Perhaps such a survey would reveal more about retention rates.
Kelly MacGrandles is Disaster Services Co-ordinator of the Huron-Perth Branch of the Canadian Red Cross and retains membership in the College.
While I am no spelling-bee finalist, I am able to catch the odd error. That said, I was dumbfounded by what I think, or rather hope, is an error in the "Golden experience for educators" news item (June 2006), which says Katie Weatherston "donned her Maple Leaf uniform and helped our Canadian women's hockey team dominate the Olympic competition."
Surely this refers to the red, black and white maple leaf of the Team Canada Olympic hockey jersey and not the blue maple leaf of the Toronto Maple Leafs. Surely Maple Leaf was inadvertently capitalized and not a covert show of support for one of Ontario's NHL hockey teams. I would guess that this error may cause a truly SENSational response from readers who are fans of Ontario's other NHL franchise.
Paul Gautreau is a mathematics consultant with Ottawa-Carleton Catholic DSB in Ottawa - home to the other Ontario NHL franchise.
Beatrice Schriever's article, War Stories (June 2006), celebrating the achievements of Jerry Berridge, Sheila Hetherington, their students and the veterans of the Dominion Institute, not only evoked my interest and admiration, but also wakened a memory of a different war-stories project.
During the 1980s Regina Pacis Catholic High School in Downsview received large numbers of immigrant students who had been in conflict situations around the world. It was the custom of our principal, Fr. Gerald FitzGerald, instead of preaching a homily himself at our annual Remembrance Day mass, to ask two or three of these teenagers to describe their own experience of war. Students lacking sufficient command of English for public speaking delivered, in their own languages, a message translated one sentence at a time by another student.

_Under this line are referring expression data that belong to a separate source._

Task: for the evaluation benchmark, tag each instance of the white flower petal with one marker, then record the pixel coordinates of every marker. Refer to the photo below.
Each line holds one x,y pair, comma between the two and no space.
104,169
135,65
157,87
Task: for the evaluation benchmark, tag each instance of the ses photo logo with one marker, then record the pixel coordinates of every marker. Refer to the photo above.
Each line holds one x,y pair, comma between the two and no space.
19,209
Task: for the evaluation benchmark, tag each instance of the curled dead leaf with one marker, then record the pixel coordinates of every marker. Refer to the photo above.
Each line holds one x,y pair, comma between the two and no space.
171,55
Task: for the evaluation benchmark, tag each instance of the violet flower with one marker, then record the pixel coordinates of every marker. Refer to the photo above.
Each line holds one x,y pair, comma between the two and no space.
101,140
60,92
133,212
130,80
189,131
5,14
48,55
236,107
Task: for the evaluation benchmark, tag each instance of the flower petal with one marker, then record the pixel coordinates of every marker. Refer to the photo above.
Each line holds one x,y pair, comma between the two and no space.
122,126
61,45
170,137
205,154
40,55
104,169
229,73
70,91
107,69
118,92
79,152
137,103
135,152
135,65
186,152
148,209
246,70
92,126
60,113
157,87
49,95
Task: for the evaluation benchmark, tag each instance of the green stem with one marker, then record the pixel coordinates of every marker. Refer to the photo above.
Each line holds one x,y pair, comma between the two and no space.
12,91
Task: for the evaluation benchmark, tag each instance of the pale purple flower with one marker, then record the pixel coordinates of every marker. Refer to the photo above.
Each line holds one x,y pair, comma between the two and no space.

These war stories were soul searing: teachers and students heard first-hand accounts of what it was like to run from attacking soldiers, to watch one's family killed and one's school burned, to leave the country of one's birth with only the clothes on one's back, to hide under garbage, to be conscripted into an army at the age of 13, to kill or be killed.
Fr. FitzGerald remembers in particular one boy describing his father's death.
The boy said, "They took him onto the street outside our door." Then, putting his finger to his temple, he continued, "and then there was a boom."
There wasn't a sound to be heard in St. Wilfred's Church.
In the words of John Paul the Great, war is an adventure without return.
Elizabeth Dunning is a retired physics teacher from the TCDSB, an occasional teacher for three school boards in the Grey-Bruce area and an online instructor for the Queen's University AQ program.